Monday, September 8, 2014

Jesus is Better

Last Wednesday marked the 30th year of my life on this earth.  Leading up to that daunting day, I felt a flurry of mixed emotions....anxiety, excitement, nostalgia, mourning, fear, hope.

The night prior, I recounted the ups and downs of my twenties.  Falling asleep alone in my 20th floor apartment in downtown Austin, I wondered what the next day would feel like to me.

As my eyes slipped open around 6am for my morning run before a jam-packed day of fun with family and friends, I knew instantly how my thirties would feel: free.

Free of what?  Not understanding my identity and my purpose.  And the insecurities that come with that.

My high school Catholic theology teacher taught my class that, "The meaning of life is to search for the meaning of life."  My head spun in circles with that one for weeks.  Or maybe years, since I still remember it with crystal clarity.

The Puritans said: "The chief end of man is to glorify God and enjoy Him forever."

I have believed that answer to be accurate for several years, but now I don't wrestle with it quite like I did in my twenties.

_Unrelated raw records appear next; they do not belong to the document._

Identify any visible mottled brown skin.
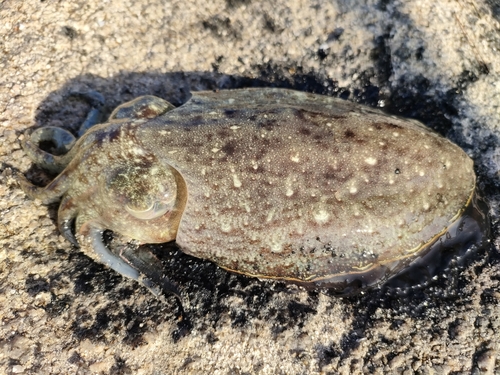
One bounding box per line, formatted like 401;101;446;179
18;89;476;293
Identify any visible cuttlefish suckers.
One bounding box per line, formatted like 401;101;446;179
18;88;489;296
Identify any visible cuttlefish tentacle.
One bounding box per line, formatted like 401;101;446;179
57;194;80;246
21;127;78;174
87;225;142;282
67;91;105;137
117;242;182;298
87;225;180;298
22;91;106;173
15;167;74;204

What freedom that purpose brings.  It tells me exactly what to do: do what God has entrusted to me, today, and do it well.

Why?

Because Jesus is worth it.  He is worth all of my mind's attention and heart's affection.

And He is better.  He is better than me chasing the wind, running the rat race, searching for an earthly passion.

And so, I simply desire to do well the work He has put before me, with the sole intention of enjoying Him as I do it, and doing it for Him.

Not for me.  Not for the next shiny object or the next stepping stone.  Not to satisfy my intellectual hunger or emotional longing.

For shiny objects are illusions, stepping stones make me weary, and only He can satisfy.  He IS better.  What freedom He brings.